As technologies increasingly reshape job functions, banks are actively retraining their workforce to handle the changes associated with the job. Standard Chartered introduced a $2m programme to retrain 3,000 employees by 2020 as part of an effort to future-proof its workforce against digital disruptions. In 2017, the bank embarked on the Professional Conversion Programme (PCP) and recruited 50 external PCP candidates since then. They have also offered PCP training and placement to 270 of its employees in 2018.

Since the launch of eXellerator lab in 2016 and SC Ventures in 2018 which aims to harness innovation from within the bank, invest in fintech start-ups, and establish new partnership and solutions, Standard Chartered has hired a diverse group of specialists in big data, data science, open banking, APIs and AI etc.

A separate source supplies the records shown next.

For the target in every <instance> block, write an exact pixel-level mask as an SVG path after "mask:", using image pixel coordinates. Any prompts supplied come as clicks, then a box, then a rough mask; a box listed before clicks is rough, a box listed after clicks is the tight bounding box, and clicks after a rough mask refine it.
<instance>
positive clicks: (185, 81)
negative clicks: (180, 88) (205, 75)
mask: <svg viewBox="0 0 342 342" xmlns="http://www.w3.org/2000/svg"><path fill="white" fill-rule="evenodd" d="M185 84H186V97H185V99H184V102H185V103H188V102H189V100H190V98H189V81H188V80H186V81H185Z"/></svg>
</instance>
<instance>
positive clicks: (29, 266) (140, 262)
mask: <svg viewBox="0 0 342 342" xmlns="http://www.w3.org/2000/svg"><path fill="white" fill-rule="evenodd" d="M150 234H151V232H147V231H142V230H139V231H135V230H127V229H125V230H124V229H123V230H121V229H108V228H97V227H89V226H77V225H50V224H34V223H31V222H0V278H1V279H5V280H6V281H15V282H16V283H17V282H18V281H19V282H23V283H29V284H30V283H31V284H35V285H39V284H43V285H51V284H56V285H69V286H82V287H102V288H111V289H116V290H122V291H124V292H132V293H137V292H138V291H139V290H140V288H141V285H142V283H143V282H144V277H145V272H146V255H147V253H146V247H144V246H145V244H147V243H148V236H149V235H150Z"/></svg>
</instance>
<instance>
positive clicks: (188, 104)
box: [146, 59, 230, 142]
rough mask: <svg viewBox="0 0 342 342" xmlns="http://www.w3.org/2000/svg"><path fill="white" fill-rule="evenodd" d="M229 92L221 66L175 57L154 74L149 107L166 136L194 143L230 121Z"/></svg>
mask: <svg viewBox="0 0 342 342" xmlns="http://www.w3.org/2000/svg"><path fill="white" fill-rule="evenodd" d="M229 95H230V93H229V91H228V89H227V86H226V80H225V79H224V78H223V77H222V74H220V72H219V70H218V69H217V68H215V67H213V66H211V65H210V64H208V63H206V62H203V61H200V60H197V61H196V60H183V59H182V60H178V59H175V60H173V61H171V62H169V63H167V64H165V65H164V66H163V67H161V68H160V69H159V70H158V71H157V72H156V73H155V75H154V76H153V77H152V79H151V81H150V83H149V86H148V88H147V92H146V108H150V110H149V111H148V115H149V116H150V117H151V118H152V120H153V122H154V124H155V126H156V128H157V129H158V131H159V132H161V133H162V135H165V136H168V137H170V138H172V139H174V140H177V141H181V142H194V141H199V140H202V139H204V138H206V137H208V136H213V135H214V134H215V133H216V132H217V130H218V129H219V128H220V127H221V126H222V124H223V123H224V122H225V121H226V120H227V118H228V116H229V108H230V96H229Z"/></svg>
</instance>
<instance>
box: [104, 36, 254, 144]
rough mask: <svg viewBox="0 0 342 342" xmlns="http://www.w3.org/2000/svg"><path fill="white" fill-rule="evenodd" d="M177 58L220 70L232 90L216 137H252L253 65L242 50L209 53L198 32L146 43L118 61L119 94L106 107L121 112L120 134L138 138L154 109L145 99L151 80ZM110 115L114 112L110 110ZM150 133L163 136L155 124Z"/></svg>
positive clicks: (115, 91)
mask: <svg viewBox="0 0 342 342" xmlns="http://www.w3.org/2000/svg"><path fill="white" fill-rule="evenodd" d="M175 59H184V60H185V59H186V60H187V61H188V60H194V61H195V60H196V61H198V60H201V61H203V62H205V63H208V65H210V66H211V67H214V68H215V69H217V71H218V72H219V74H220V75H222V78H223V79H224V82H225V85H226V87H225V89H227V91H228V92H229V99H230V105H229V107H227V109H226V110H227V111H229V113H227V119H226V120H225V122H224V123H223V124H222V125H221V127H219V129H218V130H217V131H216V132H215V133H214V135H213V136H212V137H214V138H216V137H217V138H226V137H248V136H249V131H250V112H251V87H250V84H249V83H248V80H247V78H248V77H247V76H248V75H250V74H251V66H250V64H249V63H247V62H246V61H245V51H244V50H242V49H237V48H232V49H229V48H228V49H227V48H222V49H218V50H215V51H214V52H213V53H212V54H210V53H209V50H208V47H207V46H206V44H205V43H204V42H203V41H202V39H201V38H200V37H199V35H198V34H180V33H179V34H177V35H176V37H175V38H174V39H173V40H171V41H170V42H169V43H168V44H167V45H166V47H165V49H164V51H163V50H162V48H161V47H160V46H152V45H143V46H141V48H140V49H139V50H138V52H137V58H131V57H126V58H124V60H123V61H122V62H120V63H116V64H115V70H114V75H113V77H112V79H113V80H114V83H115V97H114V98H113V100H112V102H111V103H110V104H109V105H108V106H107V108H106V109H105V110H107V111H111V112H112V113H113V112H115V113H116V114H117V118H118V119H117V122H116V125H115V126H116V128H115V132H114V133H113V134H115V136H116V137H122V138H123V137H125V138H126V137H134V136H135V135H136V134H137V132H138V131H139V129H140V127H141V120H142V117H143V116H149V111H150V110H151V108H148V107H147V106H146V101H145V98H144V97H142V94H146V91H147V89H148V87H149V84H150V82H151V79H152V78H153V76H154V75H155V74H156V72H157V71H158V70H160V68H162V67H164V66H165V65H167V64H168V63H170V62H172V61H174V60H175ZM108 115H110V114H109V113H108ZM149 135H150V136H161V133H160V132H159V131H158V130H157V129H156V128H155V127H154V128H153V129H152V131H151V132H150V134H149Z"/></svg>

Following MAS’ announcement regarding digital banks, demand for functions related to software engineers, the demand for API integration architects, security, cloud specialist and UX/UI designers spiked, according to Shinjika Shukla, associate director at Michael Page Singapore.

“Tech hiring is on a rise as it has been in the last two years especially in Singapore. The demand of tech professionals with experience on emerging technologies is on an all time high as these are transferable skills and every industry needs such professionals to meet the needs of digitisation,” Shukla said.

Shukla mentioned that local banks, in particular, have been more actively searching for tech talent.

“The local banks continue to be the top technology hiring employers in the banking industry. Foreign banks are conservative in their hiring strategies and spends in Singapore due to various issues that impact at a global scale. Further, the foreign banks are still continuing to invest in their low cost location strategy for roles that can be worked remotely,” Shukla said.

Imbert-Bouchard added that local banks tend to approach hiring with more optimism and have increased the number of mid-level hires. And because of increasingly fierce competition for tech talent, hiring firms have noticed “extremely innovative and attractive” salary packages being rolled out in the last few months.

“Tech professionals with strong background in software programming and security have been able to command as high as 50% increment in their base salaries. Especially the local talent with strong technical software programming skills and problem solving abilities are being lured with attractive fixed monetary packages, high performance based/driven bonus structures as well as stock options, etc,” Shukla stated.

Tech professionals with skills in programming or security can command 50% pay bumps, noted Shukla, with an eFinancialCareers report noting banks offer $250,000 for director-level positions and $64,000 to $90,000 for analyst-level tech positions. Imbert-Bouchard added employers are giving higher grade titles such as Vice President for talent they want to retain.